Hi Max,
I'd be happy to help you look into things, but some more specifics and
perhaps a faulty instruction trace would help expedite the process.
(Further comments below)
> The extra stages that I want to add shouldn't do anything since I'm only
> interested in the change in CPI they cause.
> Did anybody do this before?
>
There is an example of a 9-stage pipeline model in the inorder tree. It's a
bit outdated as some of the scheduling structures underneath changed, but
the basic premise for adding more pipeline stages is within the model's
capability.
I tried it by modifying cpu/inorder/pipeline_traits.cc and
> cpu/inorder/pipeline_traits.hh (see below).
>
The below looks like it should work save for also updating the
"BackEndStartStage" variable appropriately. (Also, we hope to get all the
variables in the pipeline_traits file into a parameterizable format so users
can do this off the command line .)
> The result of my execution is correct but however it takes 20 times as
> much time!!!
>
20x in real time or 20x in simulated ticks?
How much degradation do you expect ? Consider that you've added 3 extra
stages before the branch is resolved in the execution unit, so now you're
mispredict penalty is lengthened in the pipeline. Depending on your
benchmark, this could make a difference but I agree a 20x degradation seems
extreme.
I also know there is a code optimization yet to made that should sleep the
CPU earleir if it's waiting for a long-event like a cache miss or a FP opp.

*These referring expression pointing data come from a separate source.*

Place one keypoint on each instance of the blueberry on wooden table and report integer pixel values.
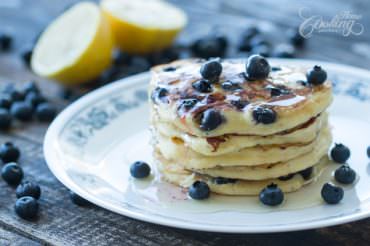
(272, 195)
(340, 153)
(211, 70)
(316, 76)
(12, 173)
(9, 152)
(26, 207)
(45, 112)
(345, 175)
(210, 120)
(332, 194)
(76, 199)
(257, 67)
(264, 115)
(28, 188)
(139, 169)
(21, 111)
(5, 119)
(199, 190)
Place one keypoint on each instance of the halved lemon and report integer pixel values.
(76, 47)
(143, 26)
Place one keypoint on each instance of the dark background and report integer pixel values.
(63, 223)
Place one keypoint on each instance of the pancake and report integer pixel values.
(259, 155)
(232, 143)
(185, 178)
(298, 104)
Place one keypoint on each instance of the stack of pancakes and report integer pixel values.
(240, 156)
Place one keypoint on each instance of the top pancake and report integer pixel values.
(298, 104)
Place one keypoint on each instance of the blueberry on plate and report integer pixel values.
(203, 86)
(316, 76)
(332, 194)
(45, 112)
(264, 115)
(345, 175)
(139, 169)
(340, 153)
(159, 94)
(257, 67)
(211, 119)
(5, 119)
(272, 195)
(199, 190)
(211, 70)
(306, 173)
(5, 42)
(21, 111)
(12, 173)
(5, 101)
(76, 199)
(28, 188)
(9, 152)
(26, 207)
(34, 98)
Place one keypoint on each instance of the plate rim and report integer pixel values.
(71, 109)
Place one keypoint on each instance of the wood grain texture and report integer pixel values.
(63, 223)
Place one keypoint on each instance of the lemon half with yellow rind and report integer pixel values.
(143, 26)
(76, 47)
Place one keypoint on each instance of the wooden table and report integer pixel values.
(63, 223)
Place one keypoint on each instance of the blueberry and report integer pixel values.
(286, 177)
(208, 47)
(21, 111)
(284, 51)
(221, 180)
(211, 70)
(26, 207)
(264, 115)
(199, 190)
(345, 175)
(5, 42)
(5, 119)
(239, 104)
(140, 169)
(211, 119)
(296, 38)
(26, 56)
(203, 86)
(340, 153)
(45, 112)
(5, 101)
(76, 199)
(30, 86)
(28, 188)
(306, 173)
(257, 67)
(272, 195)
(34, 98)
(230, 86)
(262, 50)
(188, 103)
(332, 194)
(9, 152)
(12, 173)
(159, 94)
(316, 76)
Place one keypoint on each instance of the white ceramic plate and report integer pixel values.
(91, 144)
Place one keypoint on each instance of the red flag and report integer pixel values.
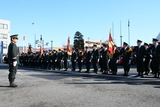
(29, 50)
(41, 50)
(110, 45)
(68, 47)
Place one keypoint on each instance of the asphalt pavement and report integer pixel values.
(48, 88)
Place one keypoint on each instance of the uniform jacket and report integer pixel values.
(13, 53)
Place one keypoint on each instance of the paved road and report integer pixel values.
(46, 88)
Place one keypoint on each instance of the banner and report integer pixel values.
(1, 46)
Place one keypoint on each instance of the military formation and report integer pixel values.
(145, 56)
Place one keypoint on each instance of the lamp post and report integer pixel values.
(51, 45)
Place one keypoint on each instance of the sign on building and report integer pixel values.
(1, 46)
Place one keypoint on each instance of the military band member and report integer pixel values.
(73, 59)
(105, 59)
(114, 60)
(87, 55)
(59, 59)
(13, 60)
(147, 59)
(126, 55)
(140, 54)
(65, 59)
(101, 59)
(155, 55)
(95, 58)
(80, 56)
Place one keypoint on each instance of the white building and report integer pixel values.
(5, 34)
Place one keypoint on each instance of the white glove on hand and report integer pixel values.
(14, 63)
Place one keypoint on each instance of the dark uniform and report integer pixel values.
(105, 59)
(80, 60)
(140, 54)
(126, 55)
(95, 59)
(13, 60)
(87, 55)
(147, 59)
(73, 59)
(65, 59)
(113, 62)
(155, 54)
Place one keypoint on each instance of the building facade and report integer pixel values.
(5, 34)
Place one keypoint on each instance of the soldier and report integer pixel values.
(147, 59)
(80, 59)
(126, 55)
(65, 59)
(101, 59)
(59, 59)
(140, 54)
(13, 60)
(87, 55)
(105, 59)
(155, 55)
(73, 59)
(114, 60)
(54, 57)
(95, 59)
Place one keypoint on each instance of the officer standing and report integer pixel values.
(95, 59)
(73, 59)
(140, 53)
(80, 59)
(147, 59)
(13, 60)
(87, 55)
(155, 55)
(126, 55)
(105, 59)
(65, 59)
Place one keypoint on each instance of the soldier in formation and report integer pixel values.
(146, 57)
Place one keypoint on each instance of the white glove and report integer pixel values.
(14, 63)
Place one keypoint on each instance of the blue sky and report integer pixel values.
(56, 19)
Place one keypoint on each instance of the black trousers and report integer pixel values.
(73, 65)
(95, 65)
(88, 65)
(156, 66)
(126, 66)
(113, 66)
(140, 66)
(12, 72)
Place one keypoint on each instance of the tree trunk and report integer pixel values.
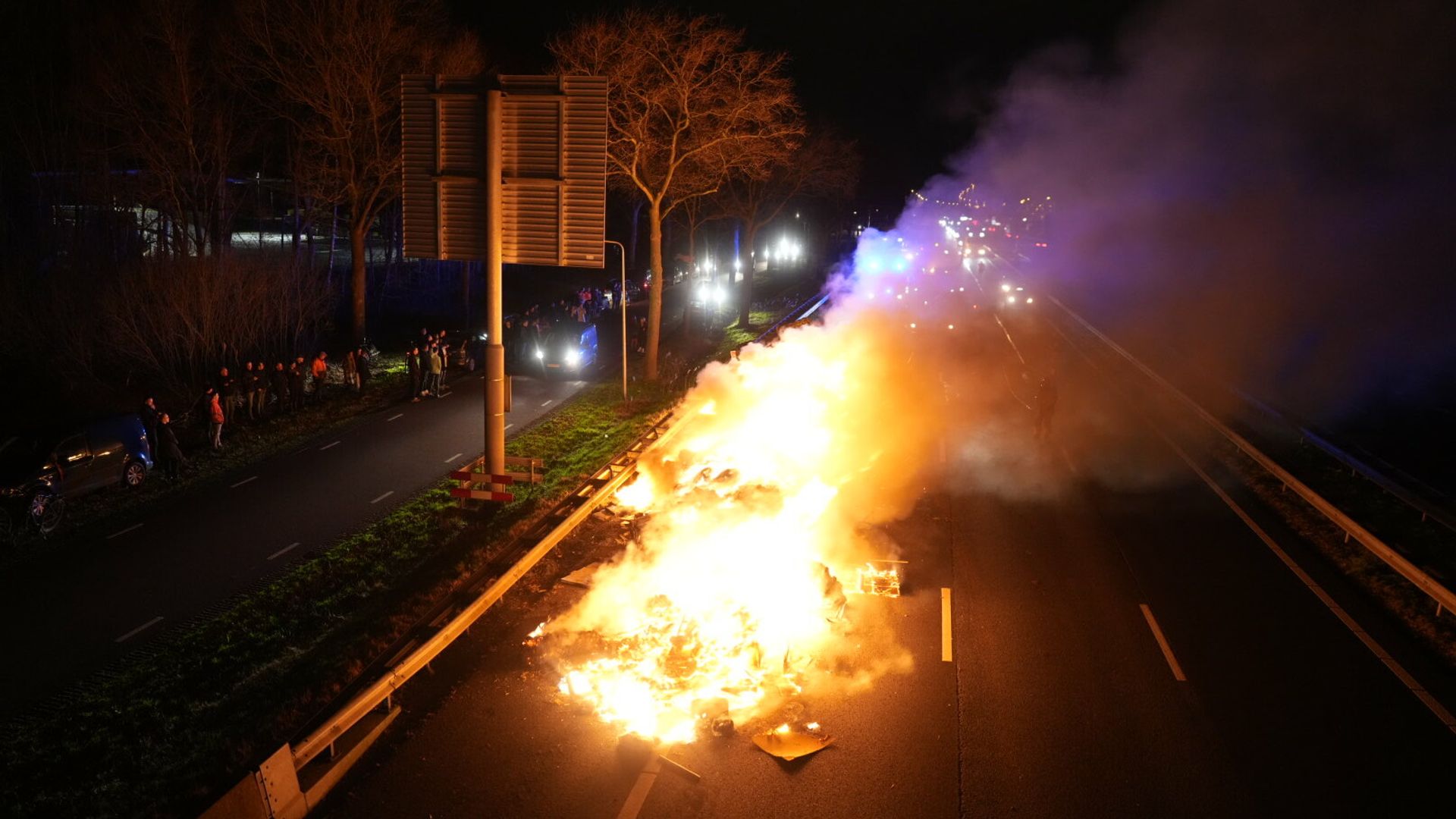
(654, 302)
(360, 275)
(746, 308)
(334, 240)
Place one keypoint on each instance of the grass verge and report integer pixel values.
(172, 726)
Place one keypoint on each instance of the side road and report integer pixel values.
(220, 539)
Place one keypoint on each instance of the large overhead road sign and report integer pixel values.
(554, 168)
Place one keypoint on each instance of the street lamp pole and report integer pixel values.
(622, 300)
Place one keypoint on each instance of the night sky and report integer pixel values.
(909, 82)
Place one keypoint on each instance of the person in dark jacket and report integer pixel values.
(362, 362)
(1046, 404)
(261, 390)
(280, 387)
(171, 452)
(149, 422)
(413, 365)
(226, 390)
(248, 388)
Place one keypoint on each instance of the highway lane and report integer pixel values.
(223, 538)
(1123, 646)
(191, 554)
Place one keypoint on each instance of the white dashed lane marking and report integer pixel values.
(1163, 643)
(139, 630)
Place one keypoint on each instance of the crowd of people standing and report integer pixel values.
(251, 391)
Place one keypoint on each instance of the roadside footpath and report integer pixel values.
(174, 723)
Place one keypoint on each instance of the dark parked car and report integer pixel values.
(568, 347)
(36, 471)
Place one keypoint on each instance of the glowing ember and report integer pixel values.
(878, 577)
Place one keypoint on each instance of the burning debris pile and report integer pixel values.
(736, 596)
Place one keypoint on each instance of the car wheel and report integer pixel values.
(47, 512)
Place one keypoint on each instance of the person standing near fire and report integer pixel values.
(1046, 404)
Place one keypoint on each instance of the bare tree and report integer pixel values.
(331, 69)
(162, 93)
(689, 104)
(824, 165)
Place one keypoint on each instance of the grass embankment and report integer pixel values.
(171, 727)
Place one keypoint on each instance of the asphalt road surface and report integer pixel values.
(187, 557)
(67, 618)
(1122, 645)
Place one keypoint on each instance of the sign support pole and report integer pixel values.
(494, 350)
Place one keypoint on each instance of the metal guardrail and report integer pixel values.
(278, 787)
(1421, 580)
(1400, 491)
(609, 480)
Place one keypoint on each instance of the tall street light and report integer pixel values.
(622, 300)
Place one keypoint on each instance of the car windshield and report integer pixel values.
(565, 337)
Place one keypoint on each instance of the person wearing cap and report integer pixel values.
(216, 419)
(321, 375)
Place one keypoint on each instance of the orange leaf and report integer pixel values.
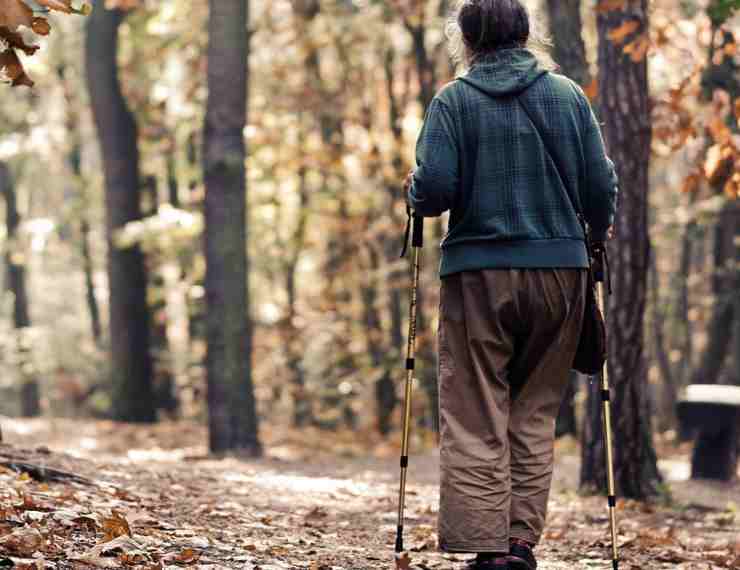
(719, 163)
(58, 5)
(15, 13)
(16, 41)
(719, 130)
(11, 65)
(691, 184)
(610, 5)
(732, 188)
(41, 26)
(619, 35)
(638, 48)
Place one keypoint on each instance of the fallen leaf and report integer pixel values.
(22, 542)
(15, 13)
(114, 526)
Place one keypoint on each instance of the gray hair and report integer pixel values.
(462, 51)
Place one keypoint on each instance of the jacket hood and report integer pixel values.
(505, 72)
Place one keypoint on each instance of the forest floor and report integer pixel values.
(151, 498)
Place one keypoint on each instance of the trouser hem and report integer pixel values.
(528, 536)
(474, 549)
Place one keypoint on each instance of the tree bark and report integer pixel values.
(117, 132)
(233, 420)
(566, 29)
(16, 277)
(623, 92)
(74, 159)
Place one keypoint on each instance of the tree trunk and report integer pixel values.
(92, 302)
(233, 421)
(16, 278)
(566, 29)
(74, 159)
(623, 92)
(129, 316)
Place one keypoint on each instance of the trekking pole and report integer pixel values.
(603, 279)
(417, 241)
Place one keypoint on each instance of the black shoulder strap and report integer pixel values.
(574, 200)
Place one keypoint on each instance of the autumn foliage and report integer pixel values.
(20, 23)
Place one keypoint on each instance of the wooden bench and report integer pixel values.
(711, 413)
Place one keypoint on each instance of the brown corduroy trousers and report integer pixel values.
(507, 339)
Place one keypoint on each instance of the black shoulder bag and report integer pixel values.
(591, 354)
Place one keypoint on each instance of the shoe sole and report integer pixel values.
(519, 564)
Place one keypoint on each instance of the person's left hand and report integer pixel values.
(407, 183)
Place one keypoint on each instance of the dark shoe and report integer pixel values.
(499, 563)
(521, 556)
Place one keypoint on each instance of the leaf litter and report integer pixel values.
(312, 512)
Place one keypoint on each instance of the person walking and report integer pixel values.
(514, 152)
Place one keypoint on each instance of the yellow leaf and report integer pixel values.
(41, 26)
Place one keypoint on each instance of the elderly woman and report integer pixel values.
(515, 153)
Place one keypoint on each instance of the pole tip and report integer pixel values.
(403, 561)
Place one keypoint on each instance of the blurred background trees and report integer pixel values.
(159, 266)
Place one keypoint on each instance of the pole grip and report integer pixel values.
(417, 237)
(599, 263)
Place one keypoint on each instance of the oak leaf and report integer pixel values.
(15, 13)
(11, 66)
(115, 526)
(610, 5)
(41, 26)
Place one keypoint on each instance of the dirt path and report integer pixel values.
(321, 514)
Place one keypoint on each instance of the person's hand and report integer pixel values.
(407, 183)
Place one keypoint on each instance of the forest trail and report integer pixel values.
(316, 512)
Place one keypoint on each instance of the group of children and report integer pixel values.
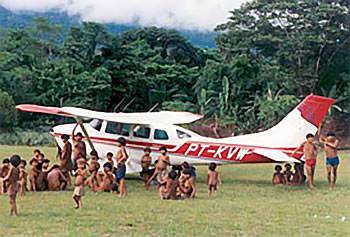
(287, 176)
(176, 184)
(309, 150)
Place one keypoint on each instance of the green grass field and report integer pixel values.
(247, 205)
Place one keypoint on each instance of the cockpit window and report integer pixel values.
(182, 135)
(141, 131)
(160, 135)
(96, 124)
(118, 128)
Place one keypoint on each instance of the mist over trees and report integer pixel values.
(269, 55)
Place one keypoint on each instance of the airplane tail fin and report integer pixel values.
(305, 118)
(292, 129)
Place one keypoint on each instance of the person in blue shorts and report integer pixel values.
(332, 160)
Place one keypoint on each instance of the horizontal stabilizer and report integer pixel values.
(275, 155)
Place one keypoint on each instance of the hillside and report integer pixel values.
(10, 19)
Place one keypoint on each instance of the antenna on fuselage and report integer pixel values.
(153, 108)
(128, 104)
(119, 104)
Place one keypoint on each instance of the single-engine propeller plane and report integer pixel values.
(156, 129)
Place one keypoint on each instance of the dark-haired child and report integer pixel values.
(5, 168)
(171, 187)
(79, 150)
(278, 177)
(108, 183)
(161, 167)
(331, 144)
(33, 174)
(66, 163)
(288, 174)
(213, 178)
(80, 176)
(121, 157)
(93, 181)
(12, 178)
(146, 161)
(23, 176)
(41, 183)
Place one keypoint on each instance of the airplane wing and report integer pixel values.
(275, 155)
(164, 117)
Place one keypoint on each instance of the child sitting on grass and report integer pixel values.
(12, 178)
(278, 177)
(79, 183)
(22, 177)
(213, 178)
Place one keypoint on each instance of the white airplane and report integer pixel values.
(156, 129)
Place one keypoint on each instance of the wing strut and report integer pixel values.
(81, 124)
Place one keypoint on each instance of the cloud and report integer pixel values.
(185, 14)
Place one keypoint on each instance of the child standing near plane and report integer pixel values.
(332, 160)
(3, 173)
(213, 178)
(161, 167)
(310, 154)
(278, 177)
(12, 178)
(146, 161)
(22, 177)
(66, 164)
(121, 157)
(79, 183)
(79, 149)
(288, 174)
(94, 166)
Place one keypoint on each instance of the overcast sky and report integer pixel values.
(185, 14)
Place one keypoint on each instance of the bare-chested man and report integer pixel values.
(162, 164)
(66, 157)
(332, 160)
(56, 180)
(79, 149)
(310, 154)
(5, 168)
(121, 157)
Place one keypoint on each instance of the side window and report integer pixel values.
(112, 127)
(160, 135)
(142, 132)
(118, 128)
(96, 124)
(181, 134)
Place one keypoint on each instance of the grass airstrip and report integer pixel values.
(247, 205)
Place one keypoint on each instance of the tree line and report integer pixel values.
(269, 55)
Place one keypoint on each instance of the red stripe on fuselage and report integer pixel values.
(204, 150)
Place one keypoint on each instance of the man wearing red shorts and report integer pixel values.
(310, 154)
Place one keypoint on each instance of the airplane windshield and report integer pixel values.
(181, 134)
(96, 124)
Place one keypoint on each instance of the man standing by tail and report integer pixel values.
(332, 160)
(310, 154)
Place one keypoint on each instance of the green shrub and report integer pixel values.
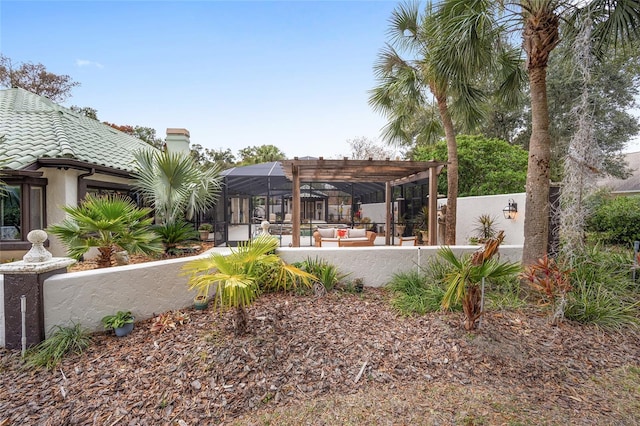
(175, 233)
(603, 292)
(415, 293)
(325, 273)
(63, 341)
(615, 220)
(505, 293)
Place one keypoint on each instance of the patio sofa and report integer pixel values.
(352, 237)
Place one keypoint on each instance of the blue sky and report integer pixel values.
(295, 74)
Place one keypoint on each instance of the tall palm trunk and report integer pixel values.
(540, 38)
(536, 224)
(452, 170)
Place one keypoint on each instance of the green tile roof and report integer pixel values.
(35, 127)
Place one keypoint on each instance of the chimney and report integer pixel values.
(177, 140)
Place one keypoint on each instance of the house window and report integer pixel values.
(22, 209)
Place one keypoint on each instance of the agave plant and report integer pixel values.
(109, 223)
(467, 274)
(236, 278)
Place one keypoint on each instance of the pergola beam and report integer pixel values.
(392, 173)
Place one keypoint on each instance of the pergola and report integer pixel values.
(392, 173)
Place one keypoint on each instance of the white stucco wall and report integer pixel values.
(152, 288)
(469, 208)
(376, 265)
(144, 289)
(2, 338)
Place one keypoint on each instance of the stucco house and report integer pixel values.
(51, 156)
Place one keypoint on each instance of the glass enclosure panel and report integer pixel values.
(36, 213)
(10, 213)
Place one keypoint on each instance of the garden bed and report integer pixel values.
(342, 358)
(192, 250)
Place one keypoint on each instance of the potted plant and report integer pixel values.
(121, 323)
(400, 226)
(422, 225)
(201, 302)
(204, 230)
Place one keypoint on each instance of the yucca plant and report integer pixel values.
(236, 278)
(63, 341)
(551, 281)
(467, 274)
(175, 184)
(324, 272)
(109, 223)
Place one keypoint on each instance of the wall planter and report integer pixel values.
(200, 302)
(204, 231)
(121, 323)
(124, 330)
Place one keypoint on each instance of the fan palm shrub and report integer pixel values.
(63, 341)
(175, 185)
(109, 223)
(467, 273)
(236, 278)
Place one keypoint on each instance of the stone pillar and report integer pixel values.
(26, 278)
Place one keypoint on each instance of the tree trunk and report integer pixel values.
(452, 171)
(536, 223)
(471, 306)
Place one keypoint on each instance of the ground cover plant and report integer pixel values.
(339, 359)
(108, 223)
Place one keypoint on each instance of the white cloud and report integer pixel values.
(87, 63)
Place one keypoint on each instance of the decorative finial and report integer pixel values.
(37, 253)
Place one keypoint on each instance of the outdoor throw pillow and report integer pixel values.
(357, 233)
(326, 232)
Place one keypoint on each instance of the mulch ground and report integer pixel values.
(302, 349)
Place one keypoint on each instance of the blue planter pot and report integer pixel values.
(124, 330)
(200, 303)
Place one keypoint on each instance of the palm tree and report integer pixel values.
(236, 278)
(468, 272)
(447, 65)
(175, 185)
(109, 223)
(614, 22)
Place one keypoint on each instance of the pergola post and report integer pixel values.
(295, 209)
(389, 210)
(433, 206)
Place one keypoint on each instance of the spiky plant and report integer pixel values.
(108, 223)
(236, 277)
(467, 274)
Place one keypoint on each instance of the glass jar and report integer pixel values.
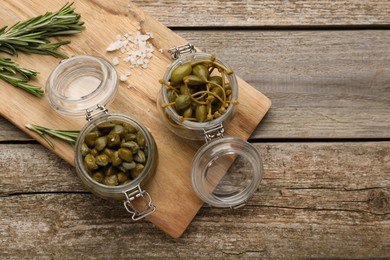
(84, 85)
(216, 175)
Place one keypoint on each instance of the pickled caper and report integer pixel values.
(125, 154)
(115, 152)
(84, 149)
(200, 88)
(113, 140)
(182, 102)
(201, 71)
(140, 157)
(90, 162)
(141, 140)
(137, 170)
(101, 143)
(119, 130)
(98, 177)
(133, 146)
(180, 72)
(102, 160)
(201, 113)
(122, 177)
(110, 180)
(90, 138)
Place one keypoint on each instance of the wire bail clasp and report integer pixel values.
(90, 113)
(133, 194)
(177, 51)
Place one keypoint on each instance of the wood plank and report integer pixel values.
(9, 132)
(169, 183)
(199, 13)
(324, 84)
(315, 200)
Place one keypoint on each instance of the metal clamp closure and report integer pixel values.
(133, 194)
(238, 206)
(215, 132)
(94, 112)
(177, 51)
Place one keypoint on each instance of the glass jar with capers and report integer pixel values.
(198, 98)
(115, 155)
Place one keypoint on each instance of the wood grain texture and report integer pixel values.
(199, 13)
(315, 200)
(324, 84)
(170, 188)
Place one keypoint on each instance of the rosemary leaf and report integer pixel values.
(69, 136)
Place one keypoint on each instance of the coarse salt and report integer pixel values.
(135, 48)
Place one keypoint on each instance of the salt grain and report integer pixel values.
(135, 47)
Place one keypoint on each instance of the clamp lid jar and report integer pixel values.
(115, 155)
(199, 80)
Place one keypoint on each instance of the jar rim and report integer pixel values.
(174, 115)
(140, 179)
(213, 151)
(99, 89)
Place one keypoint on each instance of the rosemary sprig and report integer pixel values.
(69, 136)
(8, 70)
(31, 35)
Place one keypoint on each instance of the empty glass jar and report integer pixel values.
(84, 85)
(226, 171)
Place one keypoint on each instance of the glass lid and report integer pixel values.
(226, 172)
(81, 83)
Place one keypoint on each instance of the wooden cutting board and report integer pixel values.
(170, 189)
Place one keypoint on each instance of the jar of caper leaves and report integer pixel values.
(198, 98)
(115, 155)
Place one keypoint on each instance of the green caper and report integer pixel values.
(84, 149)
(141, 139)
(102, 159)
(101, 143)
(113, 140)
(182, 102)
(216, 91)
(98, 177)
(216, 80)
(130, 137)
(130, 128)
(133, 146)
(90, 162)
(106, 127)
(201, 71)
(188, 112)
(119, 130)
(201, 113)
(94, 152)
(90, 138)
(193, 80)
(108, 152)
(137, 170)
(110, 159)
(128, 166)
(115, 159)
(110, 180)
(180, 72)
(125, 154)
(185, 90)
(122, 177)
(140, 157)
(110, 171)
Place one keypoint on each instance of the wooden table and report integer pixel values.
(325, 144)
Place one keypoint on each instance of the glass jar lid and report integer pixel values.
(81, 83)
(226, 172)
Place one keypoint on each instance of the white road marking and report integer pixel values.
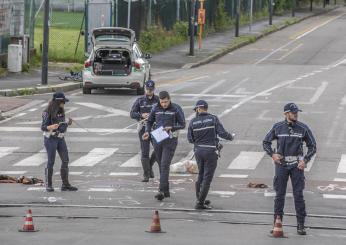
(101, 189)
(332, 196)
(208, 89)
(297, 38)
(273, 194)
(105, 108)
(95, 156)
(71, 173)
(339, 179)
(318, 93)
(194, 96)
(234, 176)
(70, 109)
(134, 162)
(180, 175)
(223, 193)
(70, 130)
(342, 165)
(37, 189)
(290, 52)
(13, 172)
(4, 151)
(123, 174)
(34, 160)
(247, 160)
(77, 93)
(309, 166)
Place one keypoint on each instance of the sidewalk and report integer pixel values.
(214, 46)
(221, 43)
(30, 83)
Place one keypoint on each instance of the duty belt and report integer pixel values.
(291, 160)
(54, 134)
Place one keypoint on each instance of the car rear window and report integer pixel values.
(115, 38)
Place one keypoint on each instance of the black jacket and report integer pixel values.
(290, 138)
(204, 130)
(173, 117)
(143, 105)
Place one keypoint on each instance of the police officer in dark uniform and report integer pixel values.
(140, 111)
(290, 161)
(171, 117)
(203, 132)
(54, 127)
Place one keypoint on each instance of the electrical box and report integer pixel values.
(15, 58)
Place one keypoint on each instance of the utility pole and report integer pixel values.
(128, 13)
(178, 10)
(116, 10)
(44, 78)
(237, 18)
(270, 12)
(149, 14)
(311, 5)
(251, 15)
(192, 28)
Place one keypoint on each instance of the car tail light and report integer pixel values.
(137, 66)
(87, 64)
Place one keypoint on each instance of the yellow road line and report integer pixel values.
(314, 27)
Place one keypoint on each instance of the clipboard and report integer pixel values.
(159, 134)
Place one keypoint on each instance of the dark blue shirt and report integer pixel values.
(173, 117)
(204, 130)
(290, 138)
(47, 121)
(142, 105)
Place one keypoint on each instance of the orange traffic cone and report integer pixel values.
(277, 230)
(28, 224)
(155, 226)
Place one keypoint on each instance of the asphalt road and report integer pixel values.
(247, 89)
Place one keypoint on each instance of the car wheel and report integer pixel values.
(140, 91)
(86, 90)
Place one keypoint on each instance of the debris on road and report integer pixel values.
(5, 179)
(257, 185)
(185, 166)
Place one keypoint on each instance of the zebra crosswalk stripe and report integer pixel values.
(34, 160)
(246, 160)
(95, 156)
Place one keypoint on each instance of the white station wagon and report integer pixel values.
(115, 61)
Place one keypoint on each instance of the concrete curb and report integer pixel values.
(64, 87)
(252, 39)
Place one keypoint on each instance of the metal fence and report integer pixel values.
(68, 18)
(15, 21)
(165, 13)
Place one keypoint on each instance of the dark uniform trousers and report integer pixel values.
(164, 152)
(282, 174)
(207, 161)
(53, 145)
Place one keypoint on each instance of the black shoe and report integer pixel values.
(301, 230)
(200, 206)
(68, 188)
(145, 179)
(160, 196)
(152, 174)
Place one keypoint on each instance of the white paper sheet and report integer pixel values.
(159, 134)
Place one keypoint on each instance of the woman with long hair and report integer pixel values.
(54, 127)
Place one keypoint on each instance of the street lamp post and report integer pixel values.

But that wouldn't effect your simulated ticks but your real time waiting for
the simulation to finish.
> I debugged the code a little bit and found that there is some problem in
> the instruction fetch:
> In cpu/inorder/resources/cache_unit.cc addrList accumulates a lot of
> instructions because CacheUnit::setAddrDependency is called more than
> CacheUnit::removeAddrDependency.
> This happens only for the calls to the instruction cache (and thus
> originating from the 0th stage (instruction fetch))!
>
Is this a direct source of pipeline stalling? I would imagine it shouldnt be
since the instruction cache is only performing reads, so there is no need to
block even for the same addresses.
Note in the cache_unit.cc::getSlot() code used to allocate an instruction
access to a resource:
" if (resName == "icache_port" ||
find(addrList[tid].begin(), addrList[tid].end(), req_addr) ==
addrList[tid].end()) {
...
"
The code should be saying that for the icache_port, we dont care about
address dependency but for anything else we do.
I'm not sure what the fix would be up front, since I'm also not sure the
problem is completely diagnosed. Can you point to a particular trace of code
that is executing poorly and causing unnecessary stalls? Maybe you can try
this on a simple benchmark to identify problem spots easier?